It's not the most glamorous job in the library, but weeding the collection is very important. I admit, I tend to be a bit lax when it comes to weeding, and I usually only do it when one of the pages is at me, practically in tears, because the shelves are too full and she can no longer fit even one more book on them.
I've attended a few conferences where weeding has been a topic of discussion, and I've learned a lot from other librarians on the topic. I've mixed that knowledge, and just my own bit of insight, and come up with a way that I think works well for weeding the YA section at my library.
First of all, there are some books that are just never going to get weeded while I am in control. I don't care how dated the cover of Losing Joe's Place is, I loved that book when I was in middle school and as long as the pages are still sticking in the book, I refuse to remove it from my shelves. Also, while not many teens are all hip on the Dumas work of art The Count of Monte Cristo they are going to have to pry that book out of my cold dead hands to remove it from my YA section.
That said, here is my advice when it comes to weeding in the library. First of all, you have to know your section. I run the teen section, so most of my weeding advice has been developed for a YA section. Teens have the attention span of a gnat. Honestly, if something is blinking, swearing, screaming out music, or flashing them, they probably don't care about it.
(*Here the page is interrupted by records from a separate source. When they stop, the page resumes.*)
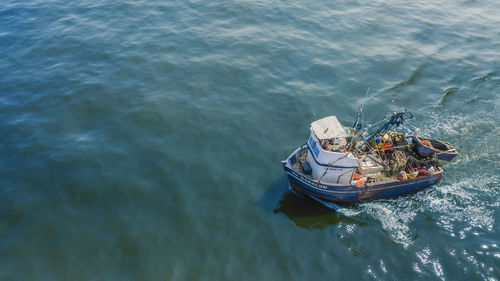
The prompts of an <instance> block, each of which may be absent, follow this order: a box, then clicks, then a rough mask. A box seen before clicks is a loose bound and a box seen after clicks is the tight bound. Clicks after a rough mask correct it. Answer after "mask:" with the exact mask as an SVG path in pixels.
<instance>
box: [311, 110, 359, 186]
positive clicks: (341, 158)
mask: <svg viewBox="0 0 500 281" xmlns="http://www.w3.org/2000/svg"><path fill="white" fill-rule="evenodd" d="M348 137H349V136H348V135H347V134H346V132H345V130H344V128H343V127H342V125H341V124H340V122H339V121H338V120H337V117H335V116H328V117H325V118H322V119H319V120H316V121H314V122H312V123H311V136H310V137H309V140H308V141H307V147H308V153H307V158H306V160H307V162H308V163H309V165H310V166H311V169H312V178H313V179H314V180H318V181H320V182H325V183H329V184H336V183H344V184H349V183H351V178H352V176H353V174H354V172H355V170H356V168H358V166H359V164H358V159H357V158H356V157H355V156H354V155H353V154H352V153H351V152H349V151H346V146H347V144H348V142H347V138H348Z"/></svg>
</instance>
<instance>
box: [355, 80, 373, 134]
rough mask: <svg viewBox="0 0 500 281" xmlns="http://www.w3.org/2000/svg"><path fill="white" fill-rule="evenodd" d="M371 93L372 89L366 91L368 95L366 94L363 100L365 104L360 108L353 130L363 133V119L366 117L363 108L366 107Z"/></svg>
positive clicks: (368, 87) (363, 102)
mask: <svg viewBox="0 0 500 281" xmlns="http://www.w3.org/2000/svg"><path fill="white" fill-rule="evenodd" d="M369 92H370V87H368V88H367V89H366V94H365V98H364V99H363V104H362V105H361V107H360V108H359V112H358V118H356V121H354V125H352V128H353V129H355V130H357V131H361V128H362V127H363V118H364V116H365V112H364V111H363V108H364V107H365V102H366V98H367V97H368V93H369Z"/></svg>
So, if a book hasn't checked out in 3-5 years from a YA section, then it needs to GTFO, or have a really good reason to be on the shelf. A few years ago I found a book in the YA section that hadn't checked out in my entire LIFETIME. Yes, the last time it had checked out was pre-1979. Just today I pulled one book from the shelf that hadn't checked out since I've been able to drive. Yeah, that stuff needs to go.
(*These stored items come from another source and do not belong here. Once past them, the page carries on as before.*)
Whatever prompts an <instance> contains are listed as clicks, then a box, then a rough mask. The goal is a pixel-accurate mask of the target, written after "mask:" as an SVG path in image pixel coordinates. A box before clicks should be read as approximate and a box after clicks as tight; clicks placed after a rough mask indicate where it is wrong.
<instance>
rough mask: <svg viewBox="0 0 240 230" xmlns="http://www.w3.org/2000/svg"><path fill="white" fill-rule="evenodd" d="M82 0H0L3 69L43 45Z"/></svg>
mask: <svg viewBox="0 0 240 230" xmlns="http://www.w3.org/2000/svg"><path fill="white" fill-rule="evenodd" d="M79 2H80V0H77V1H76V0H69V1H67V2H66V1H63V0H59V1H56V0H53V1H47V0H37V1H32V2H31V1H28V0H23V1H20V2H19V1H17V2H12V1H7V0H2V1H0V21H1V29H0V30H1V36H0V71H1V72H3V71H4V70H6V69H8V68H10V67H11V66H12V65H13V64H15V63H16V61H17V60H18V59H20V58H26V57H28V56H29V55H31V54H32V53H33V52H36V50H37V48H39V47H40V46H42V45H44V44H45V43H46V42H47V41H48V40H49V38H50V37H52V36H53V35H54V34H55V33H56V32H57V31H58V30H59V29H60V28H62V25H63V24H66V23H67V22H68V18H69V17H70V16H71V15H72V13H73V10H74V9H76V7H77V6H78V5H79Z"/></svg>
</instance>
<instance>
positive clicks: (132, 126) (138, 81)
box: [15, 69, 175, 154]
Second, while teens aren't as bad as us old folks, and their eyesight probably isn't failing them as quickly (although they are increasingly losing their hearing) as it is us more mature individuals, teens are not going to take the time to squint and barely be able to make out the title on a spine that is sun bleached/bent all to hell/dirty/has cloudy laminate/any other thing that is obscuring the title. So, if you as a librarian can not clearly read the title, trust me a patron isn't going to even bother with that book.
Third, and this is a big one for me, the smell test. Seriously, if I open a book and it smells like it's been in someone's grandma's basement for a few decades, I take that crap out of my collection. Now, I may order a new, and not so smelly, copy, but I am not going to force my patrons to put up with someone that makes me feel like I am going to have an asthma & allergy attack.
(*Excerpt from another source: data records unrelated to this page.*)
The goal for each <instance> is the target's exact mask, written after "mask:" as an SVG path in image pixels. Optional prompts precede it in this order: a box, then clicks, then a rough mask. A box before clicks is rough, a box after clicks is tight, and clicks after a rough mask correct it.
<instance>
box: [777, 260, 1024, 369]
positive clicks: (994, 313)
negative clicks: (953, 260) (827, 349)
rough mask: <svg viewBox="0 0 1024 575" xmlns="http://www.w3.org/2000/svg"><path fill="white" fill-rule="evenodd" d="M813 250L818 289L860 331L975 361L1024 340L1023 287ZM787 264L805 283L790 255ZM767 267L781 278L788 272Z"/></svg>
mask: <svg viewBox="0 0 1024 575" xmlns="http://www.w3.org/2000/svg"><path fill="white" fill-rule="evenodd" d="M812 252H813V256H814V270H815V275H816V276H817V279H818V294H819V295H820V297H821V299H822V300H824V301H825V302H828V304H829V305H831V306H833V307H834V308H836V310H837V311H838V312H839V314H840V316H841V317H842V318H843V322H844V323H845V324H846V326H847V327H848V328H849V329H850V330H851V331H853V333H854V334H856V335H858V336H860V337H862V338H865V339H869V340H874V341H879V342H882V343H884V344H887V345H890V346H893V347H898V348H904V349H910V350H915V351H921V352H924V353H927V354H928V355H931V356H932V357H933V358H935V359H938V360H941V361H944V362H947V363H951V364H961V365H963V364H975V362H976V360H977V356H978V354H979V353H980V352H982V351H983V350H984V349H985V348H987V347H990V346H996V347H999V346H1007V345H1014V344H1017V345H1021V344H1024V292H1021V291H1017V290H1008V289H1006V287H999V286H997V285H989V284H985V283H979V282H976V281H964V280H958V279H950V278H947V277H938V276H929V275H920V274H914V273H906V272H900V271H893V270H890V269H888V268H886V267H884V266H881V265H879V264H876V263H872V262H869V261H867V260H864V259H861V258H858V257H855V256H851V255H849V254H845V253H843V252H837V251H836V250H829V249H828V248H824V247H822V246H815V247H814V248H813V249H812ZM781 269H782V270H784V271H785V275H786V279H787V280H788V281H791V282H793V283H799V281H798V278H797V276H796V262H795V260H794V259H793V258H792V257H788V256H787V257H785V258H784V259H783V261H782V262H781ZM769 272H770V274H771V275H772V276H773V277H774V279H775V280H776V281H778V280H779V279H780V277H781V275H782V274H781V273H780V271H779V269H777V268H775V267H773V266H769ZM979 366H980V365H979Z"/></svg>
Finally, and this should be obvious, but multiple copies! Yes, Twilight is the haps now, and Harry Potter was HUGE a while ago. But, if you have a book and there is not a HUGE demand for that title, and it is not part of a school required reading list, there really isn't a reason to have more than a couple of copies on hand at anytime. Especially if your library is part of any sort of group that can inter-library loan.
Remember, shelf space is important. Overly crowded shelves are actually a deterrent to patrons. So, get rid of those old, dusty, non-circulating, smelly, hard to read, and multiple copied, books, and give the other books room to breathe!